The captain in a commanding tone, ordered David below to stow away some things that would be rolling about. Down into the darkness, through a hatch below the level of the wild waves, he went, and as he did so, he imagined that his uncle believed the ship would founder, and that he had better be below when it went down. A heavy lurch just then rolled him over in the darkness, and he felt as if the ship would never right herself. A terrible feeling that he would be drowned like a rat, along with the rats about him, came over him; he thought of his mother, left without husband or son, to fight the battle of life alone; then there came the thought of his father in heaven, and a fear that he would not see him or be with him; and the fear brought before his mind’s vision all his sins. They seemed hopelessly many and great. Then his mother’s teaching and her many entreaties to seek the Lord, came to his help. Falling on his knees in that dark chamber, with a broken, contrite spirit, and a strange sense that, even there, God would hear him, he cried for mercy.

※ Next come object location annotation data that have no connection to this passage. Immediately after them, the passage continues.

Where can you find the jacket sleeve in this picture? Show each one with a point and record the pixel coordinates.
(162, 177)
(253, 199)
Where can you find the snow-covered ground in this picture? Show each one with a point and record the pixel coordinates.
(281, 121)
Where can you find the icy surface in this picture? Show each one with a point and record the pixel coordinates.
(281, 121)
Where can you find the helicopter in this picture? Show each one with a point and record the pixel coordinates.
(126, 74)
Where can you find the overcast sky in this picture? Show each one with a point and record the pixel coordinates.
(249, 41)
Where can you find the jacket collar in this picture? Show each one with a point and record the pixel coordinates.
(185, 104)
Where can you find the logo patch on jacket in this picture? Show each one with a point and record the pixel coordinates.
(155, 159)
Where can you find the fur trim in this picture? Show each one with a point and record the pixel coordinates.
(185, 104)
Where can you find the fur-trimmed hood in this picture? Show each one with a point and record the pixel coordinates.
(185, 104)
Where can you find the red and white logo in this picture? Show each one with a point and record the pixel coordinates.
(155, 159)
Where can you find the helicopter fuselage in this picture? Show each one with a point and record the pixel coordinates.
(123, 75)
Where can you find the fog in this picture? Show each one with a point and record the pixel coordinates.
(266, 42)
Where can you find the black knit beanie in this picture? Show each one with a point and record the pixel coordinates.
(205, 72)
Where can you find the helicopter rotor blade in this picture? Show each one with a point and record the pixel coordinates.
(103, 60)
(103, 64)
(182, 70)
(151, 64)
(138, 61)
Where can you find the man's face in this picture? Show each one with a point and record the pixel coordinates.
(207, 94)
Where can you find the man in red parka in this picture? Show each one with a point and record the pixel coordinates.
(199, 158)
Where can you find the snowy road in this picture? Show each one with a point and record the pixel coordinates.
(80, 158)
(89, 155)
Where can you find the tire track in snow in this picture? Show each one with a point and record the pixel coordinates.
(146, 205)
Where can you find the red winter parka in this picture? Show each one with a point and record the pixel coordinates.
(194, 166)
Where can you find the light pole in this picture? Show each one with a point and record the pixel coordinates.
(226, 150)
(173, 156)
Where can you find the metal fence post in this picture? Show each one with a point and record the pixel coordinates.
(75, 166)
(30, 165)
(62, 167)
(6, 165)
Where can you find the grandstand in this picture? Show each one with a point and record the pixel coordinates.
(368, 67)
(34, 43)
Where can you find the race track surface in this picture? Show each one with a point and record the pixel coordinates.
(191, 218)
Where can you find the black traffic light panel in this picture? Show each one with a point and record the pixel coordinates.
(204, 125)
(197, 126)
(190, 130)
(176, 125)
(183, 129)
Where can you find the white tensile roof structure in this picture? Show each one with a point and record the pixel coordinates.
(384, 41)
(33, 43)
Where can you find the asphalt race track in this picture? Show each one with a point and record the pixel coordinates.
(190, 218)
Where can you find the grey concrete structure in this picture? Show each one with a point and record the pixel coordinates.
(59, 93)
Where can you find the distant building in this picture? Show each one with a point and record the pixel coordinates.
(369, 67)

“O God, forgive me for Christ’s sake,” was whispered amid the din of waves, and cracking, creaking timber and sails, and rolling cargo—unheard by any living soul, but heard by the Lord of glory, and speedily answered, for scarcely had the words been uttered, or rather muttered, than the dear fellow felt as if the light and joy of heaven had flooded that darkness, and it seemed that the Lord was there. His work done, he went again on deck, and felt a new boy. The flood of light was within his soul—the joy of heaven was in his own bosom, and he knew now what it was to be a saved, forgiven, redeemed soul.
The waves had not the same terror to him as he felt that God loved him, and that He had the sea in the hollow of His hand; and what if he were to be drowned? He would be in glary with the Lord Jesus Christ, who had died for him, and who had now saved him, washed him from his sins in His blood, and accepted him. The storm passed away, but the sweetness of a new life remained, and the first opportunity was taken to write home to his mother, to tell that her fondest wish was gratified, and her earnest prayers answered, for that her boy was now saved by Jesus.